Blessings and Love to you in all you do!
In Joy,
Melissa
What is your experience with addiction and spirituality? Share your comments below!
Another great book that changed my life completely was “The Starch Solution” by Dr. John McDougall. Most easy and yet scientific book I’ve read about food and diet. All my life, I ate the S.A.D. (Standard American Diet). I continue to learn now that eating the correct carbohydrates can help me achieve “fullness” and prevent me snacking on sweets and salty food. I also keep learning and practicing on how to be “mindful” about what I put in my mouth.
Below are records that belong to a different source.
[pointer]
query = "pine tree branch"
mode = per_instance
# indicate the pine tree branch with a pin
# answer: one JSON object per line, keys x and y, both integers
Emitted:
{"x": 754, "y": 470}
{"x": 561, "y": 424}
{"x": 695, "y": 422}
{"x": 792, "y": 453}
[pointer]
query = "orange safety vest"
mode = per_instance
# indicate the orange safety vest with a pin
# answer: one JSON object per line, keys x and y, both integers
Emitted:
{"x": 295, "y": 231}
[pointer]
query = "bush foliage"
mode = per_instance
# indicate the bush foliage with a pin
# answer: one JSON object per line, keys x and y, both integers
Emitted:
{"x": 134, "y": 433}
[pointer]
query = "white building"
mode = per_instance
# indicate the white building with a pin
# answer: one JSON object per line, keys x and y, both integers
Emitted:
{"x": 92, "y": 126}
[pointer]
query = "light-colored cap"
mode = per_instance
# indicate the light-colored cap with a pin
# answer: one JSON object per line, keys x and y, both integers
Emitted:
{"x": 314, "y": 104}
I am a very emotional eater, but when I catch myself, I close the pantry door. Another way I deal with my food addiction is not to have it in the house. Chef AJ on Youtube states, “If it’s in the house, it’s in the mouth”. One last thing. I am a 6ft. man who ballooned up to 220 lbs by mindless, emotional eating. In April, I looked down at my fat stomach and declared “No more!” I am lazer focused to reach a goal weight. I’ve had plenty of social opportunities to eat sweets. But so far, I’ve lost 15 pounds, and nothing can deter me from continuing to get to a healthy weight. I know this is not possible for everyone, but I just flipped a switch in my brain. I am rarely hungry, and I am so pleased every morning when I wake up knowing that I made it through another day, and am that much closer to my goal. Bonus: My clothes are fitting better! Will is a spiritual power that we all have. I thank Spirit that I was able to reconnect to mine.
Hi Gary,
Melissa and I also love the work of Chef AJ and McDougall. Small world! Wow! Congratulations on relasing 15 pounds thus far. We are both sending you BIG love on your healing journey.